Arm Intervention/treatment
Experimental: NurOwn (MSC-NTF cells)
Autologous Mesenchymal Stem Cells Secreting Neurotrophic Factors
Biological: NurOwn (MSC-NTF cells)
Autologous Mesenchymal Stem Cells Secreting Neurotrophic Factors




Primary Outcome Measures :
  1. Number of Participants With Treatment-emergent Adverse Events [ Time Frame: Up to 28 weeks post-first treatment ]

    Combined safety of all 3 intrathecal doses of NurOwn® (MSC-NTF cells) Number of participants who experienced Treatment-emergent Adverse Events during the study.

    Treatment-emergent Adverse Event is an adverse event that occurs for the first time after initiation of first treatment or if it had occurred prior to initiation first treatment, it worsens in severity after initiation of first treatment.



Secondary Outcome Measures :
  1. Number of Participants With 25% or Greater Improvement From Baseline in Time 25 Foot Walk (T25FW) Speed or Nine-Hole Peg Test (9-HPT) [ Time Frame: From Baseline (pre-first treatment) to 28 weeks post-first treatment ]

    25% or greater improvement at 28 weeks from Baseline in Time 25 Foot Walk (T25FW) speed or 9 Hole Peg Test (9-HPT).

    The T25FW is a quantitative mobility and leg function performance test based on a timed 25-feet walk.

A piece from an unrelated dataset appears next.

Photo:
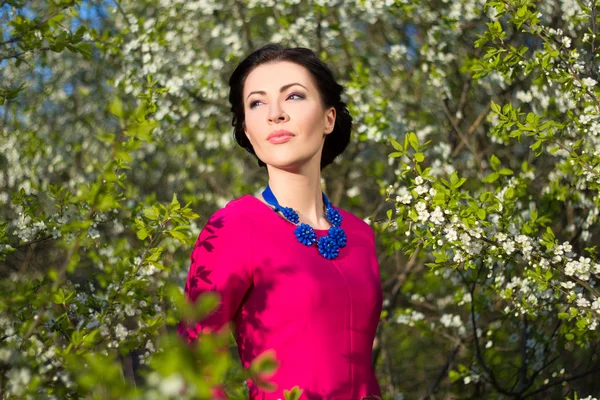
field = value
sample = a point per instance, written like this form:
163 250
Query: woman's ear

The patient is directed to one end of a clearly marked 25-foot course and is instructed to walk 25 feet as quickly as possible, but safely. T25FW is the average of the two successive trials. Higher values represent better outcomes.

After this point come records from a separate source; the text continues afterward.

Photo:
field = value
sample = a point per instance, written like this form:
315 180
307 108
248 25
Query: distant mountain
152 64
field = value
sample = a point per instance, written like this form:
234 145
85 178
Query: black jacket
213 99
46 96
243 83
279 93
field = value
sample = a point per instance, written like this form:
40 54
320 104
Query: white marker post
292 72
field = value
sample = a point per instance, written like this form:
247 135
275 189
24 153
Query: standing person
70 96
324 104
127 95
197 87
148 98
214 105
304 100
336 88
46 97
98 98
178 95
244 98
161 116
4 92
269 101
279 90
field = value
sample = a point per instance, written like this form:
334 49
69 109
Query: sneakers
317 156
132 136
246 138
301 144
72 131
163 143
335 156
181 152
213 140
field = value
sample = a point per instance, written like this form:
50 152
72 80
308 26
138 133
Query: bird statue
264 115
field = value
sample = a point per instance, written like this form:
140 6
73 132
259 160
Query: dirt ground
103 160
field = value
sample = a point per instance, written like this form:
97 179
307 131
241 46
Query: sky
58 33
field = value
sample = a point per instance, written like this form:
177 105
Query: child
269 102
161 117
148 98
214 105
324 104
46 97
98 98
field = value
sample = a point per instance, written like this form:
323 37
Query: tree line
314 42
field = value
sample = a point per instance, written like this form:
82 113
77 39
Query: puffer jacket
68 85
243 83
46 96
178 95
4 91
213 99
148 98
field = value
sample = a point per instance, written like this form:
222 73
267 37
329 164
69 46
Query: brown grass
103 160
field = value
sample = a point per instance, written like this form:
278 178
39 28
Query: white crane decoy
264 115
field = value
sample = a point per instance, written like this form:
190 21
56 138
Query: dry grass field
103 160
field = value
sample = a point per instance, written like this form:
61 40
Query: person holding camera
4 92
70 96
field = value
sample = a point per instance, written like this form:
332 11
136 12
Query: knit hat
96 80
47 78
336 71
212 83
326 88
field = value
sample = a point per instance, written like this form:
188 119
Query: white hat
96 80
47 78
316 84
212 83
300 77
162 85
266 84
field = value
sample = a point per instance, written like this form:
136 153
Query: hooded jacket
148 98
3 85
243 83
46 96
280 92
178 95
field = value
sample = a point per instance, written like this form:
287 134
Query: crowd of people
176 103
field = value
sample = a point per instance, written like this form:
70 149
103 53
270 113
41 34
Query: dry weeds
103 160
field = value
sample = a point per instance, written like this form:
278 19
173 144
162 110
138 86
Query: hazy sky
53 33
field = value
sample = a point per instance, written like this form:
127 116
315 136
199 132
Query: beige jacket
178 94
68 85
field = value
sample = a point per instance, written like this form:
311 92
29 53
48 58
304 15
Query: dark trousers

    The 9HPT is used to measure upper extremity function in patients with various neurological diagnoses. The participant is asked to pick up the nine pegs, puts them in the nine holes, and, once completed, removes them again as quickly as possible, replacing them into the container. The total time to complete the task is recorded.

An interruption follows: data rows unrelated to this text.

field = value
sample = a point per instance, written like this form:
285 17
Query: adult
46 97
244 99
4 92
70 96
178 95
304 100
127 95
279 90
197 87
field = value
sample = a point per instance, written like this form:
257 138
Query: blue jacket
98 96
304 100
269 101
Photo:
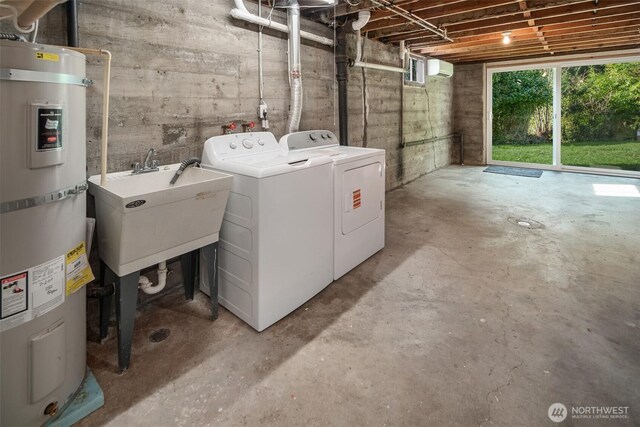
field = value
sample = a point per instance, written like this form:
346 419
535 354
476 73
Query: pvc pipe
241 12
105 106
148 287
37 10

    Higher values represent worse outcomes.


  2. Number of Participants With 25% or Greater Improvement From Baseline to Week 28 in Timed 25 Foot Walk (T25FW) Speed [ Time Frame: From Baseline (pre-first treatment) to 28 weeks post-first treatment ]

    ≥25% improvement in T25FW speed over 28 weeks The T25FW is a quantitative mobility and leg function performance test based on a timed 25-feet walk.

    The patient is directed to one end of a clearly marked 25-foot course and is instructed to walk 25 feet as quickly as possible, but safely.

    The task is immediately administered again by having the patient walk back the same distance Baseline T25FW is the average of the two successive trials. Higher values represent better outcomes


  3. Number of Participants With 25% or Greater Improvement From Baseline to Week 28 in 9-HPT [ Time Frame: From Baseline (pre-first treatment) to 28 weeks post-first treatment ]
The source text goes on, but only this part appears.